Otoacoustic emissions--an approach for monitoring aminoglycoside induced ototoxicity in children.

OBJECTIVES

The early detection of hearing impairment caused by ototoxic drugs, such as aminoglycosides, has been the aim of research world-wide. Histopathological studies have shown that the outer hair cells are the most susceptible cochlear components to injury from ototoxic drugs like aminoglycosides. Otoacoustic emissions reflect the functional status of the outer hair cells and constitute the only non-invasive means of objective cochlear investigation. The aim of this study was to evaluate the potential of otoacoustic emissions in early identification of aminoglycoside-induced cochlear dysfunction. In addition, a comparison with pure-tone audiometry or auditory brainstem responses was performed in order to determine if this test might provide a more reliable method of monitoring early ototoxic insults to the cochlea.

METHODS

Twenty four children receiving gentamicin (4 mg/kg once daily) for 6-29 days were included in the study.
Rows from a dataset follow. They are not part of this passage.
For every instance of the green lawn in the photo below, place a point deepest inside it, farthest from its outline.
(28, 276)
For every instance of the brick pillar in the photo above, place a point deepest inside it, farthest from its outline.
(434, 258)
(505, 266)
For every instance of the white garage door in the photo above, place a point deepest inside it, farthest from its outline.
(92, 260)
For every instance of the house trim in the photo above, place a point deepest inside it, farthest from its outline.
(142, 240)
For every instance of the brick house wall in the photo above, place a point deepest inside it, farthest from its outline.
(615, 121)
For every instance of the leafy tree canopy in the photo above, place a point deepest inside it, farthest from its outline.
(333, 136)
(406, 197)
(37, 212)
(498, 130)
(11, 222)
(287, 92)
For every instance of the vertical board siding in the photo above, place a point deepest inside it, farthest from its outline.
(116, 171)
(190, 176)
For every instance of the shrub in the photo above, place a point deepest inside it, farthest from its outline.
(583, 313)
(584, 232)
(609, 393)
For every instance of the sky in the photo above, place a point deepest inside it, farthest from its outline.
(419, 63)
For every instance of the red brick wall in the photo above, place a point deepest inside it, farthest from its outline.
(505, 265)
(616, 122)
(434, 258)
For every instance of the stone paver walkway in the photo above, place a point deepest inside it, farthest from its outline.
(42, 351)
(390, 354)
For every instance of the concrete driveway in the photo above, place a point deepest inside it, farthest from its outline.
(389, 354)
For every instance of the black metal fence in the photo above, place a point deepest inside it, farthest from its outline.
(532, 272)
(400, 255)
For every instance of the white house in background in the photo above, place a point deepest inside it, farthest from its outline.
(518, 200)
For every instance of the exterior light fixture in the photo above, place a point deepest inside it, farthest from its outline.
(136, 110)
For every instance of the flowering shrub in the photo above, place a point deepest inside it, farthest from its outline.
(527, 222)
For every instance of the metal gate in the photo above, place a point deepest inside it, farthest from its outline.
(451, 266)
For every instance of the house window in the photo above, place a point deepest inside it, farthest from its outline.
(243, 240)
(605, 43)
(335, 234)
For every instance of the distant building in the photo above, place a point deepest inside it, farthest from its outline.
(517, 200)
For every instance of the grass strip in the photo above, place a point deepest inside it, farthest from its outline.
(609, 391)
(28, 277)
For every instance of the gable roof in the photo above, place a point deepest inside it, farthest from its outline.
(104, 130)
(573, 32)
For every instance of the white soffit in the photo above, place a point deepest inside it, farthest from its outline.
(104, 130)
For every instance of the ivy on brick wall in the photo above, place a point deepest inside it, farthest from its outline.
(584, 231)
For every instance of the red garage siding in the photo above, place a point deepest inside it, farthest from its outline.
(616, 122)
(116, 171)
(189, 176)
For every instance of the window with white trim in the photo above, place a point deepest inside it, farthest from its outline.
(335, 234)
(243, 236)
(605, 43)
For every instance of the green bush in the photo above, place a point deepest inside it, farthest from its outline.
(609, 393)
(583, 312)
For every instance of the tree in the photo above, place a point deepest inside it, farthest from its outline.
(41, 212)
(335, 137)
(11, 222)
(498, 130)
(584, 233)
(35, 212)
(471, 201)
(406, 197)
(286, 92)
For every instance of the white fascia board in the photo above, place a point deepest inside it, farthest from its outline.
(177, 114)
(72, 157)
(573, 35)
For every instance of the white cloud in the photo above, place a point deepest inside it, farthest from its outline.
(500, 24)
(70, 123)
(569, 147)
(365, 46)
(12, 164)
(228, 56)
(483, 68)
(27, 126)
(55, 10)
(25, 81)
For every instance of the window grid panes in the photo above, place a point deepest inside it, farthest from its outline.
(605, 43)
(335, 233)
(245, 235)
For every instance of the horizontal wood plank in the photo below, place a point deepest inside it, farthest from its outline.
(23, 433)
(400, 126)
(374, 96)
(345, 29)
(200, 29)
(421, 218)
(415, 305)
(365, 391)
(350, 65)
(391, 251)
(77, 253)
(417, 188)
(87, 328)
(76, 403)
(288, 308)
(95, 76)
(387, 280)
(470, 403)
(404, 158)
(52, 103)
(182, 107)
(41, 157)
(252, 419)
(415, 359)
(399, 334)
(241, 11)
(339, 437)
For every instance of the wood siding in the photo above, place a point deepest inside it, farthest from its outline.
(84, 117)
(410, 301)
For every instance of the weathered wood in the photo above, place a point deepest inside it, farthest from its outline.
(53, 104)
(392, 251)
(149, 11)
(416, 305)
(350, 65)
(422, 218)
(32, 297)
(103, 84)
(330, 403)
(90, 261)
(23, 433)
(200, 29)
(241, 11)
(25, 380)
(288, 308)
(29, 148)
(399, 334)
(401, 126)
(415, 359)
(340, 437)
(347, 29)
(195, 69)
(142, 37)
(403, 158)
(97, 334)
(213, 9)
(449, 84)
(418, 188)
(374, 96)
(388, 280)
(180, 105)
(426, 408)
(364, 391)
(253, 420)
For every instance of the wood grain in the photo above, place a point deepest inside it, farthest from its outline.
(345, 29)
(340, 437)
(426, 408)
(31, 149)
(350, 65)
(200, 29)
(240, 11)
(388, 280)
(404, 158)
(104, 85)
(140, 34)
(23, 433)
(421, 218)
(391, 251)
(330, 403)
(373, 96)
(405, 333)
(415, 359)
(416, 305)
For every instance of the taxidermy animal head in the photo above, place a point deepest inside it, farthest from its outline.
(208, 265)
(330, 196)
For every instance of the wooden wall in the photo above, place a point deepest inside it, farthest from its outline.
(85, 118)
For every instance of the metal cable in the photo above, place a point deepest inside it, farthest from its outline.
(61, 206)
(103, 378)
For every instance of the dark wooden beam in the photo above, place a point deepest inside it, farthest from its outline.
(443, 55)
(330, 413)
Eleven children received gentamicin for up to 7 days (group A), while 13 underwent longer-term therapy lasting 8-29 days (group B). Hearing was serially monitored using transient evoked otoacoustic emissions and pure-tone audiometry (0.25-12 kHz) or auditory brainstem responses for younger or uncooperative children. Transient evoked otoacoustic emissions data were analysed in terms of emission amplitude and response reproducibility as a function of frequency.

RESULTS

All patients yielded a normal baseline audiometric assessment upon hospital admission. For group A patients no significant changes in hearing levels were observed either by pure-tone audiometry (P = 0.2), auditory brainstem responses (P = 0.3) or transient evoked otoacoustic emissions (mean response: P = 0.06, reproducibility by frequency: P > 0.05). For group B patients no significant changes in hearing levels measured by pure-tone audiometry (P = 0.1) or auditory brainstem responses (P = 0.4) were observed. Transient evoked otoacoustic emissions however revealed a statistically significant decrease in the mean response level (P = 0.017) and in the reproducibility over the whole frequency spectrum (1 kHz: P = 0.0057, 2 kHz: P = 0.0247, 3 kHz: P = 0.0134, 4 kHz: P = 0.0049, 5 kHz: P = 0.0019).

CONCLUSIONS

The findings suggest that transient evoked otoacoustic emissions are an extremely sensitive measure of the early effects of aminoglycoside-induced injury to the peripheral auditory system. Therefore, their use is recommended for regular monitoring of cochlear function, in the presence of potentially toxic factors, aiming at prevention of permanent damage.